Apres yoga / by Vanessa Fiola

** The next 6 days I'll be posting 500 words a day here as part of a creative writing challenge. Join the FB group. I feel like I need to warn you I started writing this at almost 4 a.m. and didn’t edit.**

 

The other day when I made the mortal and uninformed sin of going to a Buti™ class even though I didn’t know what it was, and also is anything in the yoga world really real anymore, anyway, I happened into children’s clothing store on the way back to the car. Happening into children’s stores is my superpower these days, albeit a fairly useless one.

 

I put considerable thought into the clothes I buy Jonah, which is undone by the time that it’s time to dress him for school because he has opinions.
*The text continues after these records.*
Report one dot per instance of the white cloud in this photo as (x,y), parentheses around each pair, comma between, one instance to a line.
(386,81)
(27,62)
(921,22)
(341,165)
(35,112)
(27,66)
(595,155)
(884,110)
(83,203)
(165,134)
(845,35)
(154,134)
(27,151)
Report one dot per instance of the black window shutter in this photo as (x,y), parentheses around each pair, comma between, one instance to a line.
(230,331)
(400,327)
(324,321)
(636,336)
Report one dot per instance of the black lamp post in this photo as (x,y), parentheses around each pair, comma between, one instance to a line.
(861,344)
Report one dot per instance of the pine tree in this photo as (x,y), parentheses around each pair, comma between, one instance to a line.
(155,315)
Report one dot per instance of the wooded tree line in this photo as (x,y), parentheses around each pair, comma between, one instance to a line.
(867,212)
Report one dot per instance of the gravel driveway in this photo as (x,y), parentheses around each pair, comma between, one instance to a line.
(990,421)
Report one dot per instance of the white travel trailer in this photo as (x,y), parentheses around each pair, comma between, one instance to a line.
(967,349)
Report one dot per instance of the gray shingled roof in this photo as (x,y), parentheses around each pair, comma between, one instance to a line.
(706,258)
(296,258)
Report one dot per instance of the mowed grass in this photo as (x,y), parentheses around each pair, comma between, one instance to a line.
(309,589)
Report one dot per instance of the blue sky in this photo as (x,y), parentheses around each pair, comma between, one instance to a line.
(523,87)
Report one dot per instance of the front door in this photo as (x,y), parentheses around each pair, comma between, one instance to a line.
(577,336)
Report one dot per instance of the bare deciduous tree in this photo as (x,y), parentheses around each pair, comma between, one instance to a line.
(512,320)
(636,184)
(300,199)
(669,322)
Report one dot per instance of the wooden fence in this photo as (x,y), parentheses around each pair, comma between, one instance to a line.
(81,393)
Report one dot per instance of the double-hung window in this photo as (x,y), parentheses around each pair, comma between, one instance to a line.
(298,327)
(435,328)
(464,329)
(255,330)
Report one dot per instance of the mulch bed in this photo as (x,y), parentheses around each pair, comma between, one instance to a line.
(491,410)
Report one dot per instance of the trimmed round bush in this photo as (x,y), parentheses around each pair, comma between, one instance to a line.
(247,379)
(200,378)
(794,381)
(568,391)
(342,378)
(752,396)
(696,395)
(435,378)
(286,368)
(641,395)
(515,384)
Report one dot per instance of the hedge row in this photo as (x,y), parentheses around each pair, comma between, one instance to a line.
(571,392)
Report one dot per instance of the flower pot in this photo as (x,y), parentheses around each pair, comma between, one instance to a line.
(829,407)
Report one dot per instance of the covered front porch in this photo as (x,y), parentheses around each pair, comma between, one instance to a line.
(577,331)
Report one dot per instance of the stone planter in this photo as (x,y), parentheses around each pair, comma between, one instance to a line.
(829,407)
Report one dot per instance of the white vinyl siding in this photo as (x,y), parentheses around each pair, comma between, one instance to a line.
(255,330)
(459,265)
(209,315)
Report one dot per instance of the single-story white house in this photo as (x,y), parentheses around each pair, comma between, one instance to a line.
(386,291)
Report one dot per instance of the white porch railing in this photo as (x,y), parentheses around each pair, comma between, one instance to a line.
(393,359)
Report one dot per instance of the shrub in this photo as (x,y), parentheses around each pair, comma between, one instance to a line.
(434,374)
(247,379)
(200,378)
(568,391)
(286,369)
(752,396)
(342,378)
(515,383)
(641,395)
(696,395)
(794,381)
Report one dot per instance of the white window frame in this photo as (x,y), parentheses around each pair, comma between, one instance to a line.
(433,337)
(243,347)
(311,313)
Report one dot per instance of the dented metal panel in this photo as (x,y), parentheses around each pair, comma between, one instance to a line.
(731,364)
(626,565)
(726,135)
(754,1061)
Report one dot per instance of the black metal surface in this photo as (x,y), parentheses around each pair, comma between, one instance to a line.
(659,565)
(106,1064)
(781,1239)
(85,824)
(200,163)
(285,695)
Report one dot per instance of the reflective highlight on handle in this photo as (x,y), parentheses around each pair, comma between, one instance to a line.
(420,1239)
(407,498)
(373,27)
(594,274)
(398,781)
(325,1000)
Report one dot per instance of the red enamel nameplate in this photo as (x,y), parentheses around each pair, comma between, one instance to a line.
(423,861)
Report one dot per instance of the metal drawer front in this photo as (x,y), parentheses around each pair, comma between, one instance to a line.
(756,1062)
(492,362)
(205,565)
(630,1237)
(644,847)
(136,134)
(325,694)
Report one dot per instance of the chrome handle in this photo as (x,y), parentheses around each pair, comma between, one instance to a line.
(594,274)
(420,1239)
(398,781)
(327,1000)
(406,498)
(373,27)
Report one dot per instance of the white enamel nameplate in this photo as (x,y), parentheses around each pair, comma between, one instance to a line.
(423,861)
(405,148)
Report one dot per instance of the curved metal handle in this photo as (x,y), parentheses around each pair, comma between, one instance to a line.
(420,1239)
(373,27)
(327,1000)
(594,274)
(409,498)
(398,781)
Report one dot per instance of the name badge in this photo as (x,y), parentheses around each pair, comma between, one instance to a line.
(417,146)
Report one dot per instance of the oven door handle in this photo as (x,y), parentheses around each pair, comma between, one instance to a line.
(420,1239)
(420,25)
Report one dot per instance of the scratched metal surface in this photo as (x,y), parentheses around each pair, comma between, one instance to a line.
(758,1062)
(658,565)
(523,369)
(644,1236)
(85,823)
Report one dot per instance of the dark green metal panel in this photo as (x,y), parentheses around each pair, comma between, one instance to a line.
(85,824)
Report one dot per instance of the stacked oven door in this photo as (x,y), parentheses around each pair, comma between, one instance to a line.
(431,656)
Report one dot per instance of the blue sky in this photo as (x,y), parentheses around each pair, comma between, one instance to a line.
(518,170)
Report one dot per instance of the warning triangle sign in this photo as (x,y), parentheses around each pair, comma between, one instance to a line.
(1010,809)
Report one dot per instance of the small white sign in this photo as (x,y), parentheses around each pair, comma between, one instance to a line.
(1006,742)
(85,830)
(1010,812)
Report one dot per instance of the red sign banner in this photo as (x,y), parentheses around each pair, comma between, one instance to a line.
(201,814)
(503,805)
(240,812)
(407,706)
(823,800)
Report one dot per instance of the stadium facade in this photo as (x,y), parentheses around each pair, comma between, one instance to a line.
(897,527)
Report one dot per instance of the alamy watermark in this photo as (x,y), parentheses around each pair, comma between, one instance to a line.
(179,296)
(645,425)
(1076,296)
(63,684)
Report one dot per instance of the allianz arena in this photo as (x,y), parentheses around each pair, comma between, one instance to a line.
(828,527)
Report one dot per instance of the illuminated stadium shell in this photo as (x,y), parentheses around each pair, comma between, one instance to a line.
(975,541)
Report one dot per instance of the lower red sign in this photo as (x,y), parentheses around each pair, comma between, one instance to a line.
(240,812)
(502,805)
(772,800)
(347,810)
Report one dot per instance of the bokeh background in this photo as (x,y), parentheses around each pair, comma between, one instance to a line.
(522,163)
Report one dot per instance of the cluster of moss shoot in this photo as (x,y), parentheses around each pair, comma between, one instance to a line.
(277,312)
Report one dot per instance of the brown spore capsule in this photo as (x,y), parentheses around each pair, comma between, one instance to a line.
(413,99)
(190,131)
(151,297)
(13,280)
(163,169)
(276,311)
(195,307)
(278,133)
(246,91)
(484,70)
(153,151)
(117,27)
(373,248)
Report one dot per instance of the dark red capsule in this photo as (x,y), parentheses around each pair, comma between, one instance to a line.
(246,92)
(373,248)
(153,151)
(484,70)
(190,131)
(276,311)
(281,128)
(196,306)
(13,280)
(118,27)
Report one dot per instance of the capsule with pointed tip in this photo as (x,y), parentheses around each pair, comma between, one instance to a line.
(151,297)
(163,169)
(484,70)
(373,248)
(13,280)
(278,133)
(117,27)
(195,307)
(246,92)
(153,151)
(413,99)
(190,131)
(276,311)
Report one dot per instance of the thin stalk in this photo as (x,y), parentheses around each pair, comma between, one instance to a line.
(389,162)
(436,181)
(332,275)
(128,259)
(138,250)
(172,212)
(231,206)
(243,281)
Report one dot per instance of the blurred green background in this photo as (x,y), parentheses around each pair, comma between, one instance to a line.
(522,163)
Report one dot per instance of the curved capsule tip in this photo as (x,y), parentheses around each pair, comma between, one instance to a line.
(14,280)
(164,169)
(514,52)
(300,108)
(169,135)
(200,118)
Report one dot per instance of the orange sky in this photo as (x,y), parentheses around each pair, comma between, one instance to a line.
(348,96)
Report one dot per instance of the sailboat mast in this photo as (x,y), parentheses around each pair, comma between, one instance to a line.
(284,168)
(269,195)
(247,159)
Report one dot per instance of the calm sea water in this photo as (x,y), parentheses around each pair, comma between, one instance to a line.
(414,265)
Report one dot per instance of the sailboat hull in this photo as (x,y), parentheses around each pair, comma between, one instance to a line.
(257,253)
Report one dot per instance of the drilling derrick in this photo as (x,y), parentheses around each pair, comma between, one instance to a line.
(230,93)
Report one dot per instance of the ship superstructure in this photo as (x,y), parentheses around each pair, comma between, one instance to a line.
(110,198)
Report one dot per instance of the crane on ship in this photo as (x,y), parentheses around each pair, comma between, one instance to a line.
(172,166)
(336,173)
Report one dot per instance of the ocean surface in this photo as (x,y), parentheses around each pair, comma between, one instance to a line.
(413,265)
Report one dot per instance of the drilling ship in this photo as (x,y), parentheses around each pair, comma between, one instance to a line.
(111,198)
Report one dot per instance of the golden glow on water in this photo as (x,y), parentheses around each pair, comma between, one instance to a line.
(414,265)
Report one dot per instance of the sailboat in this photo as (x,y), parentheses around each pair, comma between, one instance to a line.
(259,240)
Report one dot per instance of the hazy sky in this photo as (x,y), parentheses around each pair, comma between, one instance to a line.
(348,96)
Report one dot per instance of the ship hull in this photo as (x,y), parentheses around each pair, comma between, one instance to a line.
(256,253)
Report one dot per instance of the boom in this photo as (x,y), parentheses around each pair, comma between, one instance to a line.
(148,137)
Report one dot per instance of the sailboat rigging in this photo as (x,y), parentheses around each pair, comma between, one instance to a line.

Still, I found him a cute little pair of striped overalls at this tiny store in Eagle Rock called Kumquat, like the fruit. Sometimes when I buy Jonah things, I am painfully aware of their expiration date. He could not pull off a pair of these floppy, French-looking overalls at eight. He would get punched.

 

The saleslady wrapped them up and I swiped my card. Declined. What? My mind raced. I had(?) plenty in my bank account but what if a hacker draining my bank account while I was grunting at yoga. Can you try it again? I sheepishly explained that it might be a security flag. I looked at my phone and I hadn’t received the text that accompanies a denial of funds. Declined again. I searched for my other cards, then remembered that I had left them in my work bag. My friend Renee stepped up to pay and we left. She is a good friend.

 

Once when I was at Ikea there was a woman who had been in line and came back to buy an Ikea Family card. Except that she didn’t wait in line again. She cut to the front of the line after she had already left the store. I don’t have that gene that allows you to be gracious with cosmically unfair things, so I told her not to cut like a third grader and she looked me up and down in disgust. Admittedly I looked a little rough around the edges; she carried a giant LV bag and wore lots of diamonds on her manicured fingers. Then her card was declined and I felt like karma did its job.

 

When I left the store I called my bank. I was transferred to the fraud protection department, where they needed to confirm some charges.

 

“Ms. Fiola, I’m really sorry I have to say this vendor’s name, but I need to confirm some transactions with you.”

 

“Sure,” I answer, totally perplexed. That a faceless associate felt too embarrassed to repeat a company’s name piqued my interest. I am repressingly prudish with my online and IRL activity.

 

He paused. “I’m really sorry,” he repeats.

 

I waited, the suspense was killing me.

 

“Did you attempt to make a purchase for $30.58 at a placed called, I’m sorry, ‘Kumquat?’”


“Kumquat?”

“Yes ma’am.”

 

“You know that’s a fruit, right?”


Silence.

 

“You guys put a hold on my card for a store named after a fruit?”

 

“Well, ma’am, yes of course we do but that’s also a named used by, you know, other vendors, and we are sensitive to your protection.”

 

I wanted to explain that if that were even true it would probably be spelled with a “C,” but someone somewhere really thought they were doing their job. Banks will insist that freezing your account is for your protection, but if you know how banks work, then what they’re really saying is that it’s for their protection. Protection from lascivious fruit.